Problem is we currently protect both steps with pci_lock_rescan_remove().
We should only be protecting the second step.  The first step (unbinding)
needs to run lockless.

As a start, I've moved the call to pcie_aspm_exit_link_state() out
of pci_stop_dev().  This also fixes an ASPM bug.  Bjorn merged it
the day before yesterday:
https://git.kernel.org/pub/scm/linux/kernel/git/helgaas/pci.git/commit/?h=pci/aspm&id=1f3934b1d5e5

The call to device_release_driver() already uses locking internally
and can be run lockless.  The calls to pci_proc_detach_device() and
pci_remove_sysfs_dev_files() need to be amended with locking, I've
got some preliminary patches for this on my development branch that
I'll have to rework.  This is very hairy, historically grown code
that requires great care to avoid breakage.  It'll take a little
more time I'm afraid.

Thanks,

Lukas
Mika Westerberg Sept. 6, 2018, 6:08 p.m. UTC | #3
On Thu, Sep 06, 2018 at 06:26:34PM +0200, Lukas Wunner wrote:
> I asked for it to be dropped because while it fixes the problem,
> it's not a good solution, it would just add technical debt to the
> code base and come back to haunt us later.
> 
> Xiongfeng Wang found a similar race a few months ago that wouldn't
> be fixed by my patch:
> https://patchwork.ozlabs.org/patch/877835/
> 
> The PCI core nicely separates unbinding of drivers from destruction
> of the pci_dev (pci_stop_bus_device() + pci_remove_bus_device()).
> Problem is we currently protect both steps with pci_lock_rescan_remove().
> We should only be protecting the second step.  The first step (unbinding)
> needs to run lockless.
> 
> As a start, I've moved the call to pcie_aspm_exit_link_state() out
> of pci_stop_dev().  This also fixes an ASPM bug.  Bjorn merged it
> the day before yesterday:
> https://git.kernel.org/pub/scm/linux/kernel/git/helgaas/pci.git/commit/?h=pci/aspm&id=1f3934b1d5e5
> 
> The call to device_release_driver() already uses locking internally
> and can be run lockless.  The calls to pci_proc_detach_device() and
> pci_remove_sysfs_dev_files() need to be amended with locking, I've
> got some preliminary patches for this on my development branch that
> I'll have to rework.  This is very hairy, historically grown code
> that requires great care to avoid breakage.  It'll take a little
> more time I'm afraid.

OK, thanks for the explanation.

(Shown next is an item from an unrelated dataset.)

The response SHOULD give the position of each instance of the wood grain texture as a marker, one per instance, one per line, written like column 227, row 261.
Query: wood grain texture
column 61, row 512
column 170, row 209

I see you have a good plan going forward
with this.

I can reproduce the issue easily so can assist in testing if needed.
diff mbox series

Patch

diff --git a/drivers/pci/hotplug/pciehp_pci.c b/drivers/pci/hotplug/pciehp_pci.c
index 3f518dea856d..242395389293 100644
--- a/drivers/pci/hotplug/pciehp_pci.c
+++ b/drivers/pci/hotplug/pciehp_pci.c
@@ -20,15 +20,27 @@ 
 #include "../pci.h"
 #include "pciehp.h"
 
+static DEFINE_MUTEX(acquire_unless_disconnected);
+
 int pciehp_configure_device(struct slot *p_slot)
 {
 	struct pci_dev *dev;
-	struct pci_dev *bridge = p_slot->ctrl->pcie->port;
+	struct controller *ctrl = p_slot->ctrl;
+	struct pci_dev *bridge = ctrl->pcie->port;
 	struct pci_bus *parent = bridge->subordinate;
 	int num, ret = 0;
-	struct controller *ctrl = p_slot->ctrl;
 
+	/*
+	 * Avoid deadlock if an upstream hotplug port has already acquired
+	 * pci_lock_rescan_remove() in order to remove this hotplug port.
+	 */
+	mutex_lock(&acquire_unless_disconnected);
+	if (pci_dev_is_disconnected(bridge)) {
+		mutex_unlock(&acquire_unless_disconnected);
+		return -ENODEV;
+	}
 	pci_lock_rescan_remove();
+	mutex_unlock(&acquire_unless_disconnected);
 
 	dev = pci_get_slot(parent, PCI_DEVFN(0, 0));
 	if (dev) {
@@ -67,16 +79,24 @@  int pciehp_unconfigure_device(struct slot *p_slot)
 	int rc = 0;
 	u8 presence = 0;
 	struct pci_dev *dev, *temp;
-	struct pci_bus *parent = p_slot->ctrl->pcie->port->subordinate;
-	u16 command;
 	struct controller *ctrl = p_slot->ctrl;
+	struct pci_dev *bridge = ctrl->pcie->port;
+	struct pci_bus *parent = bridge->subordinate;
+	u16 command;
+
+	mutex_lock(&acquire_unless_disconnected);
+	if (pci_dev_is_disconnected(bridge)) {
+		mutex_unlock(&acquire_unless_disconnected);
+		return -ENODEV;
+	}
+	pci_walk_bus(parent, pci_dev_set_disconnected, NULL);
+	pci_lock_rescan_remove();
+	mutex_unlock(&acquire_unless_disconnected);
 
 	ctrl_dbg(ctrl, "%s: domain:bus:dev = %04x:%02x:00\n",
 		 __func__, pci_domain_nr(parent), parent->number);
 	pciehp_get_adapter_status(p_slot, &presence);
 
-	pci_lock_rescan_remove();
-
 	/*
 	 * Stopping an SR-IOV PF device removes all the associated VFs,
 	 * which will update the bus->devices list and confuse the
@@ -86,12 +106,6 @@  int pciehp_unconfigure_device(struct slot *p_slot)
 	list_for_each_entry_safe_reverse(dev, temp, &parent->devices,
 					 bus_list) {
 		pci_dev_get(dev);
-		if (!presence) {
-			pci_dev_set_disconnected(dev, NULL);
-			if (pci_has_subordinate(dev))
-				pci_walk_bus(dev->subordinate,
-					     pci_dev_set_disconnected, NULL);
-		}
 		pci_stop_and_remove_bus_device(dev);
 		/*
 		 * Ensure that no new Requests will be generated from